Facebook event: https://www.facebook.com/events/641725366165731/
The Department of Romance Languages invites you to a Special Screening of FIRE AT SEA (G. Rosi: 2016)
When: Thursday, April 19 (5pm)
Where: PLC 180
Facebook event: https://www.facebook.com/events/2121597754730134/
Introduced by Prof. Alberto Zambenedetti (U. of Toronto)
An Academy Award nominee for Best Documentary Feature and the first nonfiction film to ever win the top prize at the Berlin International Film Festival, Fire at Sea takes place in Lampedusa, a remote Mediterranean island that has become a major entry point for refugees into Europe.
PROF. ALBERTO ZAMBENDETTI is Assistant Professor of Italian and Cinema Studies at the University of Toronto. His scholarship focuses on questions of human mobility (from migration to tourism) in Italian cinema and on the relation between film and urban environments.
The RLGSA (RL Graduate Student Association) is hosting Cristina Moreiras-Menor this week. On March 14th, she will offer a lecture on the film “Biutiful” entitled “Death, Afterlife and the Question of Existence” in 115 Lawrence Hall at 3:30pm.

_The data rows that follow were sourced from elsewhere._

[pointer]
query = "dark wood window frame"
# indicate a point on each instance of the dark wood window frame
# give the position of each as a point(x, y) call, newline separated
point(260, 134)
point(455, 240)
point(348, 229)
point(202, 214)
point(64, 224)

On Thursday, March 15: Workshop with students and faculty from 10:00 to 11:30 at EMU 230.
Moreiras-Menor the author of Cultura herida: literatura y cine en la España democrática (Ediciones Libertarias, 2002) and La estela del tiempo: Imagen e historicidad en el cine español contemporáneo (Iberoamericna/Vervuert, 2011). She has also published extensively on authors and filmmakers such as Teresa de Jesús, Rosalía de Castro, Leopoldo ‘Alas’ Clarín, Miguel de Unamuno, Juan Goytisolo, Xosé Luis Méndez Ferrín, Ana Rossetti, Manuel Vazquez Montalbán, Luis Buñuel, Álex de la Iglesia, Mario Camus (among many others), as well on topics such as violence and memory, violence and the state, critical regionalism, the Spanish Civil War, the Francoist Dictatorship, and the Transition to Democracy.